|ZFIN ID: ZDB-PUB-181118-11|
Loss of zebrafish Ataxin-7, a SAGA subunit responsible for SCA7 retinopathy, causes ocular coloboma and malformation of photoreceptors
Carrillo-Rosas, S., Weber, C., Fievet, L., Messaddeq, N., Karam, A., Trottier, Y.
|Source:||Human molecular genetics 28(6): 912-927 (Journal)|
|PubMed:||30445451 Full text @ Hum. Mol. Genet.|
Carrillo-Rosas, S., Weber, C., Fievet, L., Messaddeq, N., Karam, A., Trottier, Y. (2018) Loss of zebrafish Ataxin-7, a SAGA subunit responsible for SCA7 retinopathy, causes ocular coloboma and malformation of photoreceptors. Human molecular genetics. 28(6):912-927.

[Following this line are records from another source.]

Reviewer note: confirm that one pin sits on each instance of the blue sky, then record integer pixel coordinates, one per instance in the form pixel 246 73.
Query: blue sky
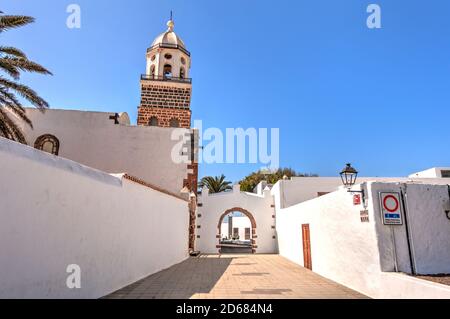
pixel 338 91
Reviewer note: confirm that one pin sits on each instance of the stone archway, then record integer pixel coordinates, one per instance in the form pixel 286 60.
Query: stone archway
pixel 252 221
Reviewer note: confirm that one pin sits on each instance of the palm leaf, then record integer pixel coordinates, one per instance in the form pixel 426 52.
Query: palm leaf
pixel 25 92
pixel 23 64
pixel 9 128
pixel 10 22
pixel 12 51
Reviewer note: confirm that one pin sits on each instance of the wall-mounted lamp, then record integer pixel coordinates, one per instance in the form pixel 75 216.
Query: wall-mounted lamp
pixel 348 177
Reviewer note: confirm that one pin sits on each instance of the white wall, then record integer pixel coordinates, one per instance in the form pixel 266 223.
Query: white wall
pixel 214 205
pixel 300 189
pixel 55 212
pixel 355 254
pixel 428 226
pixel 435 172
pixel 92 139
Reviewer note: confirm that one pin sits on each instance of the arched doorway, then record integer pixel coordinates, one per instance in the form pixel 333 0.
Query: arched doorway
pixel 252 223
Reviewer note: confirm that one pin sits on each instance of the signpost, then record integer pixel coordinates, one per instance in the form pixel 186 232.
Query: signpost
pixel 391 208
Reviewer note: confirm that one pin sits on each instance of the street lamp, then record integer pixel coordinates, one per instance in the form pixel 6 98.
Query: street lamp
pixel 348 176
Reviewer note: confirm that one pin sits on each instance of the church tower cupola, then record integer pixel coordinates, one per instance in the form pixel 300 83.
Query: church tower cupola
pixel 166 87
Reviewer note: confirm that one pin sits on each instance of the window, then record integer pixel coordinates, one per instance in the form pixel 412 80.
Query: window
pixel 319 194
pixel 153 121
pixel 182 75
pixel 445 174
pixel 152 70
pixel 247 233
pixel 174 123
pixel 167 71
pixel 47 143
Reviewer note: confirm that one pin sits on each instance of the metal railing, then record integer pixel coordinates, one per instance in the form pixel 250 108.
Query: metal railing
pixel 165 78
pixel 169 46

ABSTRACTPolyglutamine expansion in Ataxin-7 results in Spinocerebellar ataxia type 7 (SCA7) and causes visual impairment. SCA7 photoreceptors progressively lose their outer segments, a structure essential for their visual function. Ataxin-7 is a subunit of the transcriptional coactivator Spt-Ada-Gcn5 Acetyltransferase (SAGA) complex, implicated in the development of the visual system in flies. To determine the function of Ataxin-7 in the vertebrate eye, we have inactivated Ataxin-7 in zebrafish. While Ataxin-7 depletion in flies led to gross retinal degeneration, in zebrafish it primarily results in ocular coloboma, a structural malformation responsible for pediatric visual impairment in human. Ataxin-7 inactivation leads to elevated Hedgehog signaling in the forebrain, causing an alteration of proximo-distal patterning of the optic vesicle during early eye development and coloboma. At later developmental stages, malformations of photoreceptors due to incomplete formation of their outer segments are observed, and correlate with altered expression of crx, a key transcription factor involved in the formation of photoreceptor outer segment. Therefore, we propose that a primary toxic effect of polyglutamine expansion is the alteration of Ataxin-7 function in the daily renewal of outer segment in SCA7. Together, our data indicate that Ataxin-7 plays an essential role in vertebrate eye morphogenesis and photoreceptor differentiation, and its loss of function may contribute to the development of human coloboma.